>It’s been a very long time since my last post on this book. Our group considered chapter one a month ago, I just forgot to post about it. It was a good chapter and a good conversation.
What is the deepest longing of your heart? What would life be like if you were given what you longed for? Keller warns, “We never imagine that getting our heart’s deepest desires might be the worst thing that can ever happen to us.” Using Romans 1:24, Keller argues that when God gives us our hearts deepest desire, it is often a form of punishment, for our hearts turn these desires into idols – things that replace God. He writes, “Every human being must live for something. Something must capture our imaginations, our heart’s most fundamental allegiance and hope. But, the Bible tells us, without the intervention of the Holy Spirit, that object will never be God.”
Keller then takes the reader to the story of Abraham and uses him to illustrate the point. He argues that “while God’s call demanded that he give up his other hopes [associated with leaving his homeland and family], it had also given him a new one [children, blessing, etc].” This is, in my opinion, similar to the call that comes to each of us – ‘Repent and Believe’. Turn from your sins, vain hopes, self-centered dreams and believe what God is doing for you, what he is offering you.
Keller continues following the story of Abraham, filling in the gaps of the story with some creative, if maybe misguided, reading between the lines. Regarding the call to sacrifice Isaac he writes, “Abraham’s affection had become adoration. Previously, Abraham’s meaning in life had been dependent on God’s word. Now it was becoming dependent on Isaac’s love and well-being. The center of Abraham’s life was shifting. God was not saying you cannot love your son, but that you must not turn a loved one into a counterfeit god.’ I disagree with Keller’s exegesis – I don’t see this in the Genesis 22 text; however, his point is good. Gifts from God can become gods in and of themselves.

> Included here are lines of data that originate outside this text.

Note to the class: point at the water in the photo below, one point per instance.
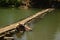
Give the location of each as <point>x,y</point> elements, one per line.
<point>47,28</point>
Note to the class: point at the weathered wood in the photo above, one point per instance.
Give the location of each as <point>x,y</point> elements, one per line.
<point>23,22</point>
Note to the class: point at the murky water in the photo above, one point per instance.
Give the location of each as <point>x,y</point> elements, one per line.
<point>47,28</point>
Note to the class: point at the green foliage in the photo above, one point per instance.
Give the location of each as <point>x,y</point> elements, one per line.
<point>9,3</point>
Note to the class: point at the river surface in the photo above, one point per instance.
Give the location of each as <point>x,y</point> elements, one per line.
<point>46,28</point>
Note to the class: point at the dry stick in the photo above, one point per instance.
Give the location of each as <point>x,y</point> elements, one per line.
<point>15,25</point>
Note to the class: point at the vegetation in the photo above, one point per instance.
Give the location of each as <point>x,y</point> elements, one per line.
<point>10,3</point>
<point>29,3</point>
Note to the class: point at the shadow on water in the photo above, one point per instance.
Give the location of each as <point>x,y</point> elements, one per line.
<point>47,28</point>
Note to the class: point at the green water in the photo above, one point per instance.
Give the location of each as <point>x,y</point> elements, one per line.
<point>47,28</point>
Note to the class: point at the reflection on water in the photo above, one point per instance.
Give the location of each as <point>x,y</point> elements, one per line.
<point>47,28</point>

After a short section in which Keller helps the reader understand the importance of sons to Ancient Near Eastern cultures, he turns to a discussion of Abraham’s faith. While Abraham’s faith is radical (see Gen. 22:5 and Heb. 11:17-19), Keller is correct when he says “Abraham was not just exercising ‘blind faith’. Could God raise Isaac from the dead? Is he faithful to his promises? Abraham had good reason to say ‘Yes’ to both questions. He had seen God’s faithfulness in action repeatedly, especially in providing him with a son. Moreover, he had seen God’s miraculous power in that his son was born to him and Sarah in old age. He understood the promises of God ran through Isaac, knew God was faithful to his promises, knew God could do the miraculous. His faith had it’s reasons. Based on his first hand knowledge of God and his ways, he acted in faith – albeit a radical faith!
This test seems unthinkable to us. It’s so harsh, but Keller points out that God’s harshness, his seeming cruelty, is actually gracious. He used the episode to teach Abraham more about himself and to shake him free from idolatry (or potential idolatry). Maybe the most difficult situations in our life our God’s gracious means for shaking us free of inappropriate attachments, idolatry, self reliance, etc. What might seem cruel is gracious and we can only appreciate this if we understand how idolatry enslaves, then destroys. We destroy our idols because, in Kellers words, ‘no [idol] can bear the full weight of godhood’. Then once our idols have been destroyed, we’re left in despondency and despair.
So what is it in your life that threatens to replace God? It’s probably something very good. What would be hardest for you to sacrifice? “Something is safe for us to maintain in our lives only if it has really stopped being an idol. That can happen only when we are truly willing to live without it, when we truly say from the heart: ‘Because I have God, I can live without you.”
So far, Keller’s book is long on diagnosis and short on prescription. Well, that’s not exactly fair – I’m only through chapter one after all. I’m looking forward to the next chapter and discussion on Thursday night.
2 thoughts on “>Counterfeit Gods, part 2”
>Hey, Dan. I've been reading through Keller's book as well. Actually, I've been pretty interested in idolatry lately. I've also been reading Dan Allender's "Breaking The Idols of Your Heart" which I think is excellent and studies idolatry through the lens of Ecclesiastes. I've also bought another book (blanking on the name/author right now). Having one more chapter left of Keller, I'll agree with you that overall he's heavy on diagnosis … but I guess I have it in my head that that's necessary/good. Our idolatry is 'hidden' and deceptive and deep in our hearts and needs the diagnosis. The prescription, I think, is pretty straightforward no matter what the idol! I think I came into these books with that notion … so I could be wrong. Anyway, enjoy the rest! I really did find it to be a must-read.
>Okay so I just finished the book. Keller definitely spends most of the book on what the idols are, why we have them, how to identify them (some really helpful stuff on this in the last chapter) … and not even half of the last chapter on how to replace idols. However, what he says on that is helpful as well. Hope you enjoy the book!